With us having logged all function calls prior, we have the ideal dataset for a benchmark. For the first one, although I've kept the validate + parse steps.
benchmark | time/iter (avg) | iter/s | (min … max) | p75 | p99 | p995 |
---|---|---|---|---|---|---|
node-semver | 99.9 ms | 10.0 | ( 85.5 ms … 177.3 ms) | 91.1 ms | 177.3 ms | 177.3 ms |
custom | 3.9 ms | 255.3 | ( 3.7 ms … 6.1 ms) | 4.0 ms | 4.7 ms | 6.1 ms |
Even with doing the unnecessary validate step, the custom parser is 25x
faster. If we capture a CPU profile of the amount of work done, the difference is even more stark.
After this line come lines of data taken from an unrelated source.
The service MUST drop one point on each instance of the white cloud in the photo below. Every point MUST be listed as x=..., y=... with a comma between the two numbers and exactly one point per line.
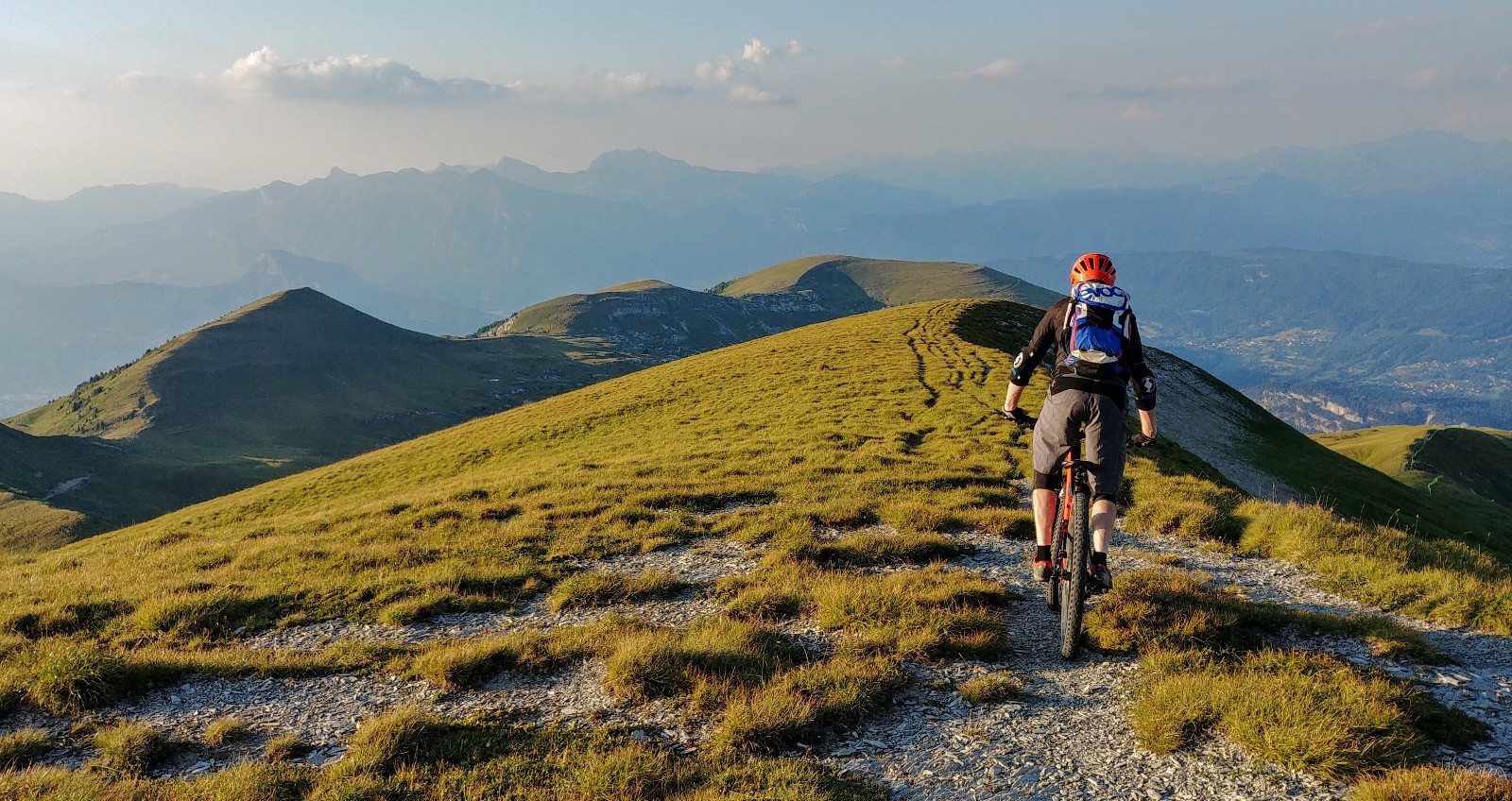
x=998, y=70
x=350, y=79
x=756, y=95
x=718, y=70
x=755, y=52
x=1181, y=85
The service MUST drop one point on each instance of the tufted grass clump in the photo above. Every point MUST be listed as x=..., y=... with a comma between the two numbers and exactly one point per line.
x=67, y=676
x=130, y=747
x=992, y=688
x=471, y=662
x=23, y=747
x=714, y=650
x=930, y=612
x=806, y=700
x=868, y=548
x=607, y=588
x=1435, y=783
x=1304, y=710
x=1156, y=608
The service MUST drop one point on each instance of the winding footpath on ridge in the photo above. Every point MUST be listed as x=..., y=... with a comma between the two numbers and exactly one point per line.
x=1068, y=737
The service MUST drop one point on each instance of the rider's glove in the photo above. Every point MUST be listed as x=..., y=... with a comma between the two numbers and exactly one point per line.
x=1021, y=418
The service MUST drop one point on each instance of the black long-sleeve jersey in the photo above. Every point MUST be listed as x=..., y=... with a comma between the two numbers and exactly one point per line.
x=1098, y=378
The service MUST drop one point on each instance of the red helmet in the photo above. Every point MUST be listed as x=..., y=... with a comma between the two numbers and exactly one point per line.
x=1093, y=266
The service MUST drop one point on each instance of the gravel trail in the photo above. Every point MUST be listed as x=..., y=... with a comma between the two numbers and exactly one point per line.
x=1068, y=737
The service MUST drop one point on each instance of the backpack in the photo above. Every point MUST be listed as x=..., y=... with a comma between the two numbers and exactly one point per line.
x=1096, y=319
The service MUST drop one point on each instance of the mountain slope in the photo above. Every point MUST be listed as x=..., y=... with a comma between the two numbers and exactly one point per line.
x=746, y=422
x=658, y=317
x=1469, y=468
x=58, y=334
x=862, y=284
x=280, y=385
x=803, y=480
x=1327, y=340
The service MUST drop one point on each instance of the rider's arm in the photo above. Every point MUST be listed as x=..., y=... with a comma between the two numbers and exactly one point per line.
x=1142, y=377
x=1032, y=355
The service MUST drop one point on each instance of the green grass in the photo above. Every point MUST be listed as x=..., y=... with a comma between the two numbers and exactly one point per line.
x=1466, y=468
x=300, y=382
x=1307, y=712
x=808, y=700
x=930, y=612
x=711, y=650
x=129, y=747
x=1209, y=665
x=1433, y=783
x=1178, y=609
x=885, y=283
x=421, y=758
x=886, y=419
x=23, y=747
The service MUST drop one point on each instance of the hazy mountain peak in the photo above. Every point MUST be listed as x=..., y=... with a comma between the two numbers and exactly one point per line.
x=639, y=158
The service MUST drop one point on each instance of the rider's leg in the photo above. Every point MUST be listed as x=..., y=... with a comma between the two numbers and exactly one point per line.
x=1103, y=518
x=1043, y=516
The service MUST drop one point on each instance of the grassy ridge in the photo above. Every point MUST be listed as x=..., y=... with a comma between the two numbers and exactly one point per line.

Let's get rid of the unnecessary validation step for the next benchmark for both of them.
benchmark | time/iter (avg) | iter/s | (min … max) | p75 | p99 | p995 |
---|---|---|---|---|---|---|
node-semver | 28.0 ms | 35.7 | ( 22.8 ms … 73.3 ms) | 26.4 ms | 73.3 ms | 73.3 ms |
custom | 2.9 ms | 347.2 | ( 2.7 ms … 6.4 ms) | 2.9 ms | 3.4 ms | 6.4 ms |
With a level playing field of not doing unnecessary validation the difference is much smaller, but still in the order of 10x
faster. So in summary the semver checks can be made 33x
faster than they are now.
Conclusion
As usual, the tools in the JavaScript ecosystem aren't slow because of the language, but because of slow code. At the time of this writing, the semver
library is used in all popular package managers. It's used in npm
, yarn
and pnpm
. Making this faster or switching to a faster alternative would speed the installation process up considerably for all of them.